The Cloverfield camera is handled by an amateur. He's in the middle of the action. Because of this the camera (and our perspective) gets knocked around quite a bit. That's a far cry from the steady camera work of Lakitu. When I think about the third-person video game camera, I always think back to Super Mario 64 and that moment when Mario walks up to a mirror and we see Lakitu, the bespectacled turtle, floating on a cloud, dangling a movie camera from a fishing pole. In my mind Lakitu is the default cinematographer of all 3rd person video games. Part of me thinks that it was the introduction of Lakitu that made games too complicated for the average player. Because when we're playing Super Mario 64, we're really responsible for two characters. We move Mario around. And we have to keep tabs on Lakitu to make sure he's giving us the shot that we need. These new perspectives complicate things. Are we Mario? Are we Lakitu? Or are we the camera that Lakitu is dangling?

If you're even remotely sensitive to motion sickness it's hard, when watching Cloverfield, not to feel like the oft jostled camera. But we're also meant to relate to the cameraman himself, Hud (either a stealth reference to video game 'heads-up displays' or the Paul Newman movie). Hud's contribution, besides lugging the camera halfway across Manhattan, is to bring a secondary love interest into the picture -- probably my favorite part of the movie. The flick's "A" story is about Rob, the guy whose going-away-party gets interrupted by the monster attack, and his subsequent quest to save his girlfriend. But the more interesting subplot, where Hud crushes on Marlena (played by Mean Girls starlet Lizzy Caplan) reminded me more than a little of Half-Life 2: Episode 2.
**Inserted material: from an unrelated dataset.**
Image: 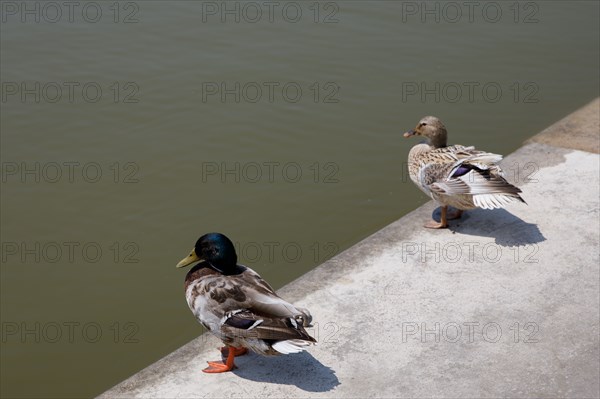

There's a sort of pairing off that happens in Cloverfield. And Hud, the camera guy, finds himself matched with Marlena -- a girl he'd been admiring at the party before everything went to crap. These quieter moments feel more first-person, because, even though we're looking through the camera lens and not Hud's eyes, we're practically in Hud's skin when he hits on Marlena. Later when she leaps out of the darkness to save Hud's hide from alien creeps, it's hard not to see the parallels between Marlena and Alyx Vance, the kick-ass love interest/sidekick in Half-Life 2. I can't speak for other people, but I'm pretty sure I formed a crush on Alyx because of 1) proximity, 2) peer pressure (her father and Professor Kleiner practically begged us to propagate the species) and 3) she was the first video game character I didn't need to babysit. Hell, she saved my hide more than a couple times. Cloverfield's Marlena practically wields a crowbar.

1 Comments:

Blogger freker said...

I enjoyed your write up. Not many people seemed to of noticed the clever pun of 'HUD' (Heads Up Display...)
I think slightly differently though, I think it should actually be like a Time Crisis like rail shooter in different perspectives.

http://frekerized2.blogspot.com/2008/03/cloverfield-game-possibilities.html

See what you think, but it would be the most perfect medium of the game as it would limit your perspective and not be free roaming (like the film)
Also, excuse my enthusiastic swearing.